Внучка была хлипкого здоровья: плоская грудь, невзрачное личико, сбитое дыхальце. Про таких, как она, говорят: на них природа отдыхает. И вот Асенька взглянула на меня, пожала костлявыми плечиками:
— При людях?
И я подумал… впрочем, разве это важно, что я подумал, когда услышал мелкотравчатую зверюшку по имени Ася. Я не удивился тому, что услышал.
Ася испытывала слабость к лошадям. Академик по себестоимости приобрел двух лошадок — и внучка летом гарцевала по местным колдовским окрестностям. Однажды после бессонной ночи я отмокал в речушке, когда из кустов выехала Ася. Она меня видела, но тем не менее, прыгнув с конского крупа, бросила с себя все одежды и голышом прошествовала в воду. Я понимаю, что на того, кого считаешь лакеем, можно не обращать внимания.

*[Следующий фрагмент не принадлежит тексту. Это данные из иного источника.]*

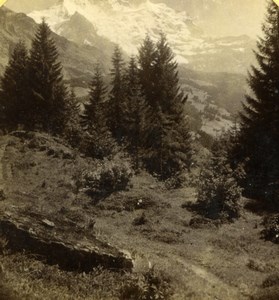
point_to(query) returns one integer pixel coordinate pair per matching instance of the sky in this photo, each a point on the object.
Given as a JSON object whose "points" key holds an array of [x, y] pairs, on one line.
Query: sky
{"points": [[215, 17]]}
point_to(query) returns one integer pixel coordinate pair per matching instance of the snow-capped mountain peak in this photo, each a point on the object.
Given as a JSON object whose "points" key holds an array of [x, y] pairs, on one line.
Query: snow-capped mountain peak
{"points": [[126, 23]]}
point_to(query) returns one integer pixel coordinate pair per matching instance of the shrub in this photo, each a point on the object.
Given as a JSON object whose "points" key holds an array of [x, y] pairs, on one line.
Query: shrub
{"points": [[108, 177], [271, 231], [218, 191], [150, 286], [98, 146]]}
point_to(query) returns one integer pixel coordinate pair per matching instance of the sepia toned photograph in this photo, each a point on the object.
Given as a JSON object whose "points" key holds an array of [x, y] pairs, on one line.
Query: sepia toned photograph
{"points": [[139, 149]]}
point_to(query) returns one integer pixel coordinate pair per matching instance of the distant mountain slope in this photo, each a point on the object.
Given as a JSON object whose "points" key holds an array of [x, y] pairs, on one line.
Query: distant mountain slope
{"points": [[78, 60], [127, 22], [212, 96]]}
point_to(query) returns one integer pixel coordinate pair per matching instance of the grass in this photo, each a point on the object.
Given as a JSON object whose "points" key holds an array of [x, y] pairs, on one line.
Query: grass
{"points": [[195, 261]]}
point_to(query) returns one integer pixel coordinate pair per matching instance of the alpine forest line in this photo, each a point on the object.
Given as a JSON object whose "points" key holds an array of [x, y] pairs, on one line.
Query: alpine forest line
{"points": [[140, 113]]}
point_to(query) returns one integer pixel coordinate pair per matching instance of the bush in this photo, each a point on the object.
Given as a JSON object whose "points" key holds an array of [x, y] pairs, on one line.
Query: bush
{"points": [[218, 191], [108, 177], [271, 231], [150, 286], [98, 146]]}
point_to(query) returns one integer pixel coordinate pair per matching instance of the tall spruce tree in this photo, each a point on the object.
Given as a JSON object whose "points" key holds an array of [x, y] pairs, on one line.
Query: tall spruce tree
{"points": [[136, 113], [169, 150], [97, 139], [146, 58], [94, 111], [259, 134], [48, 92], [117, 96], [73, 130], [14, 96]]}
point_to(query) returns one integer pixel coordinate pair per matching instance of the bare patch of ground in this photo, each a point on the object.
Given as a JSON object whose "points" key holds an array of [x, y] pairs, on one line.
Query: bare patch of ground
{"points": [[230, 261]]}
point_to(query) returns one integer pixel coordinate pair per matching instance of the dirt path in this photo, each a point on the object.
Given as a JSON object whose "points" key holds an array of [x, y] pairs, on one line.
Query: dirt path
{"points": [[214, 285], [3, 145]]}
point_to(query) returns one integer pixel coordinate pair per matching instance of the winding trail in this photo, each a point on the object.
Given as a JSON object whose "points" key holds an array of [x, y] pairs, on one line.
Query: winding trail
{"points": [[225, 291], [3, 145]]}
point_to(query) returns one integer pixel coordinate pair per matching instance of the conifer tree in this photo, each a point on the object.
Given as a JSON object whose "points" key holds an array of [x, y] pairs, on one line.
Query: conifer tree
{"points": [[218, 191], [136, 113], [73, 131], [259, 134], [169, 150], [146, 58], [48, 92], [97, 139], [117, 96], [14, 90], [94, 113]]}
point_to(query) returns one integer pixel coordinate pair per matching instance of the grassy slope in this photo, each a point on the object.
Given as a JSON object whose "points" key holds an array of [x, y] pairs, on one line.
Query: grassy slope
{"points": [[228, 262]]}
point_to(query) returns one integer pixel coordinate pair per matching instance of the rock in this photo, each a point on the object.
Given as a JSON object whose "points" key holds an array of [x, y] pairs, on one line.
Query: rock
{"points": [[68, 256], [48, 223], [2, 195], [140, 220]]}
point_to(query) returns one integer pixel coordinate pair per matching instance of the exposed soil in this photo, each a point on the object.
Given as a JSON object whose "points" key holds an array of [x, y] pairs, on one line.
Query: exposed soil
{"points": [[229, 261]]}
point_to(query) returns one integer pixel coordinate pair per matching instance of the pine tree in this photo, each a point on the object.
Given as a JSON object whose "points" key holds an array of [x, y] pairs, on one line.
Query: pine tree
{"points": [[146, 58], [259, 134], [94, 112], [73, 130], [14, 90], [169, 138], [136, 113], [97, 139], [218, 191], [117, 96], [49, 93]]}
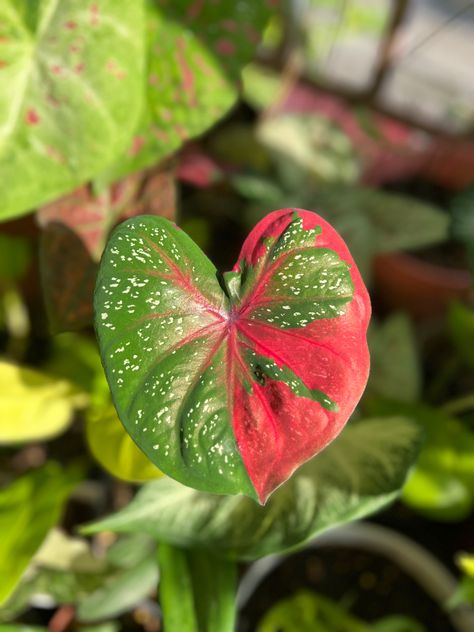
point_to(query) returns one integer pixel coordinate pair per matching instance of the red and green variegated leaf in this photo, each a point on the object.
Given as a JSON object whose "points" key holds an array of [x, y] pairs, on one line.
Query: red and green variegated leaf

Эту девочку можно понять и простить. Она искренне убеждена, что жизнь, которую ведет её дед, вредна и опасна; она только не может понять, что именно в такой жизни он проживет и долго, и счастливо.
Я подумал: а какой жизнью живешь ты, европеизированная милая девчушка? Ты родилась в золотой колыбельке. Ты безбедно провела детство в академической оболочке. Знаешь ли ты, дюймовочка, жизнь, мелькающую за ветровым стеклом твоей малолитражки? Прости, я не верю, что у тебя, нигилисточка, нет другой жизни.
Конечно, глупо было обижаться на того, кто считает тебя лакеем. Лакей должен выслушать все, хочет он этого или нет. И никто не будет интересоваться: желает ли он это слушать или нет?
Но мне стала интересна эта маленькая мушка со своим мировоззрением. Мне захотелось застукать её настоящую, такая у меня появилась прихоть, такая вот блажь. Такой вот у меня недостаток. Вот только недостаток чего? Ума, любви, денег, женщин или чувства долга?
Думаю, чувство долга у меня в крови — я рожден, чтобы выполнить свой служебный долг.
По доверительной просьбе Нача я установил наблюдение за квартирой, которую частенько стала посещать любительница веселой и зажигательной жизни по прозвищу Мадам. Это было наружное наблюдение: за определенный час я должен был зафиксировать всех, кто… Малоприятное занятие, что там говорить.
Не думаю, что кому-то понравится, когда он узнает — за ним установлена наружка. Например, я не люблю, когда за мной следят. Я начинаю нервничать из меня не получился бы актер; я волнуюсь в кадре чужого внимания, меня злит и бесит, что кто-то смеет вести наблюдение за мной, помимо меня самого.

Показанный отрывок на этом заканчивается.